La rabia por la agresión sufrida, el desamparo internacional y el sacrificio del pueblo iraní en su guerra con Irak (1980-1988) son los protagonistas del Museo de la Sagrada Defensa de Teherán, muestra que explica el cruel conflicto más a través de los sentimientos que de los objetos expuestos.
En un espectacular y moderno edificio en el centro de la capital iraní, el Museo de la Sagrada Defensa, como se conoce en el país al conflicto con el Irak de Sadam Husein, expone la visión de la República Islámica de un acontecimiento que aún marca su día a día.
Rodeado por un hermoso jardín plagado de tanques, vehículos blindados, aviones de combate y cañones antiaéreos, el interior del museo ofrece una visión simbólica y poco apegada a los objetos “duros” de la guerra, ayudado por un despliegue de video, sonido, proyecciones, reproducciones y nuevas tecnologías que narran una heroica, aunque también parcial gesta.

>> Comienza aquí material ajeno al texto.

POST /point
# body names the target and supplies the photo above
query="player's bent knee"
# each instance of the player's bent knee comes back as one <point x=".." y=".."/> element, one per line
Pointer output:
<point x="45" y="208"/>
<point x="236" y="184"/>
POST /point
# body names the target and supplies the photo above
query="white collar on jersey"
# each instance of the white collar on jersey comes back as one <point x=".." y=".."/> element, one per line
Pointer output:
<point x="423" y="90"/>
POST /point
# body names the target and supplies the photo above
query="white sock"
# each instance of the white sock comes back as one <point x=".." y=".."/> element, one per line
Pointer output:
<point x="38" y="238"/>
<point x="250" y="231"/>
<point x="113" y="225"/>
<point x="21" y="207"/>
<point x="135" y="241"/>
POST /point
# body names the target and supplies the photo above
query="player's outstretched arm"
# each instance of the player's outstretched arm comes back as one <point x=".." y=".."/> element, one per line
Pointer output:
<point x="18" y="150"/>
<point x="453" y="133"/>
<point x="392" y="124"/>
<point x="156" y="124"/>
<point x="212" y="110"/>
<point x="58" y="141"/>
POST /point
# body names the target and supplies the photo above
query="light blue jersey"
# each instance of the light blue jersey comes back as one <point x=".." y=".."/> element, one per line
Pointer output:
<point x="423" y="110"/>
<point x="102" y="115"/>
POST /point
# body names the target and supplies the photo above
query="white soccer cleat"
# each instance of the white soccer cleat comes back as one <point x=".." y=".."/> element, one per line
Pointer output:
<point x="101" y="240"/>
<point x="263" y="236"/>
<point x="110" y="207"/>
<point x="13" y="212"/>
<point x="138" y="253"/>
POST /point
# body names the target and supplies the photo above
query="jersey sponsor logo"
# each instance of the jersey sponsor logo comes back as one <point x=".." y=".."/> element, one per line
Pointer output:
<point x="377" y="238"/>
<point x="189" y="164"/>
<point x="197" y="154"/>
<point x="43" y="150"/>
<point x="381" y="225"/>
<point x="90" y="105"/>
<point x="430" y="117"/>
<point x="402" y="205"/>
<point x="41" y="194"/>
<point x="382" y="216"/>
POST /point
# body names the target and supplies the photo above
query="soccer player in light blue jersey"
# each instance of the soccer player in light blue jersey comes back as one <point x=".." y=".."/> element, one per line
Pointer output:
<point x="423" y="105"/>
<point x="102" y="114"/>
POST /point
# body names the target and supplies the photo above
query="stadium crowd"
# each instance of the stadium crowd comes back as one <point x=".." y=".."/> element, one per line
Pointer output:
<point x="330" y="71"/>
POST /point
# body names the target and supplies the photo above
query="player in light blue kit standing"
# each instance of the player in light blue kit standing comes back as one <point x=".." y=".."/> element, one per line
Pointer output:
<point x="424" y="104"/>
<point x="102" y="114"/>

Asgar Rezvaní, jefe de Relaciones Públicas del museo y excombatiente de la guerra, en la que participó con tan solo 16 años, explicó que el objetivo del museo es “mostrar algunas dimensiones de los valores de la honorable época de la defensa sagrada, en su mayor parte en formato digital”. La tarea logra que el visitante se estremezca al entrar en una reproducción de Jorramchar, devastada tras la invasión iraquí, o se indigne al conocer la pasiva respuesta mundial a los ataques con armas químicas que Sadam Husein empleó durante el conflicto.